An inebriated Denzel Washington isn't your biggest problem at the airport. Nor should you be awfully concerned about Searchbags Grabbypants and TSA radiation chambers, or the Hudson newsstand that, for some reason, has no counter to put items on. Instead, focus your deepest worries on the plight of airline workers who serve as the backbone of Big Aviation — everyone from pilots and flight attendants to mechanics. Many of these integral facilitators of safe air travel will soon be replaced by cheap labor, if they haven't been already. And that's not the scariest part.
Take the experienced American Airlines cargo agents here at Logan airport. They're the ones who route goods across the planet, ensuring that important packages arrive when and where they are supposed to. Boston being one of the world's largest medical and health-care hubs, Logan cargo agents handle an inordinate amount of sensitive shipments — coolers, crates, and boxes holding limbs, organs, fluids, and the like. They know how to scrutinize manifests, and they have relationships with colleagues in other cities, who they often contact to doubly confirm deliveries. For this nonunion position, hourly salaries top off at about $22.
As you read this, American Airlines is systematically eliminating many of those veteran cargo workers, as well as ticket agents, nationwide. Since its parent company, AMR, filed for Chapter 11 bankruptcy protection last November, the airline has escalated its long-running war on the middle and lower ranks. Leveraging the legal perks of bankruptcy, AMR bullied most of its union employees — nearly 70 percent of the company's workforce is card-carrying — into accepting significant concessions. The only holdouts are roughly 10,000 unionized pilots, who are still fighting for perks in the face of a federal court's ruling that AMR can terminate their contracts at will.
Union-haters, and perhaps even those who are respectfully weary of organized labor, might suggest that drastic cuts are necessary to keep planes in the sky. They would be correct; the commercial aviation industry, arguably more than any other, relies on a give-and-take between management and workers. Following the late-1990s, when airlines enjoyed rising profits, wage premiums shot up. On the flip side, after 9/11 stunted business, employees shouldered the burden. In 2003, for example, AMR actually avoided bankruptcy because of nearly $2 billion in initial union concessions and multiples of that since.
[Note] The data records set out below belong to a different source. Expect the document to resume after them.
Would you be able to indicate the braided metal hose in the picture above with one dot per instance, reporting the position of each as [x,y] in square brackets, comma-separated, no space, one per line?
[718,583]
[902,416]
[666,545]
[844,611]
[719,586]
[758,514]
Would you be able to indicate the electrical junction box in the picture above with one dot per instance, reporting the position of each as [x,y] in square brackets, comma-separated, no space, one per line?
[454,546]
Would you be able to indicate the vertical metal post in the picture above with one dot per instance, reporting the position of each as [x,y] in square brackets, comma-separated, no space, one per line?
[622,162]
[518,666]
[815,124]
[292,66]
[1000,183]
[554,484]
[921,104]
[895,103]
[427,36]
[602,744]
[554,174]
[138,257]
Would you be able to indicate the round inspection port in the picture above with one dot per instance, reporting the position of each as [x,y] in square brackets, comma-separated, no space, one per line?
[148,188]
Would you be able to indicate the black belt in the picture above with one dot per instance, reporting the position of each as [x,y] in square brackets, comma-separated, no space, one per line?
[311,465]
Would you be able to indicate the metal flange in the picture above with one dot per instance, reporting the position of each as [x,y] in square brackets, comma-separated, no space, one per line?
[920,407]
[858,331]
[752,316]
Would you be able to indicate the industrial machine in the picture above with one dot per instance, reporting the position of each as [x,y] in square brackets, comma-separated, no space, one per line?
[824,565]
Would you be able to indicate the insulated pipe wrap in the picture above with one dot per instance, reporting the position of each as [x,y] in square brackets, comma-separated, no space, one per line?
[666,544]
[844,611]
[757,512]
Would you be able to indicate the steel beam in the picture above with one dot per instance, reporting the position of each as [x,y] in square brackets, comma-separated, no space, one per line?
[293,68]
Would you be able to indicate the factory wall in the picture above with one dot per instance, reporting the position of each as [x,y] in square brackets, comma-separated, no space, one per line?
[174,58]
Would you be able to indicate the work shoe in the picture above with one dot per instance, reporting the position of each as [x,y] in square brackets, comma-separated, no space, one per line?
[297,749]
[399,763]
But whether you support or loathe unions, it's important to consider how AMR has treated unrepresented workers in its quest to trim jobs, as well as how that treatment impacts service. Ticket agents are increasingly replaced by automated kiosks. As for the cargo agents whose responsibilities include shipping items such as body parts and serums — they're being pushed out for subcontracted laborers who make as little as $8 an hour.At Logan, those who handle international shipments — and are trained in complicated customs protocol — are the only cargo agents who have been spared. Their days on the job, however, are numbered.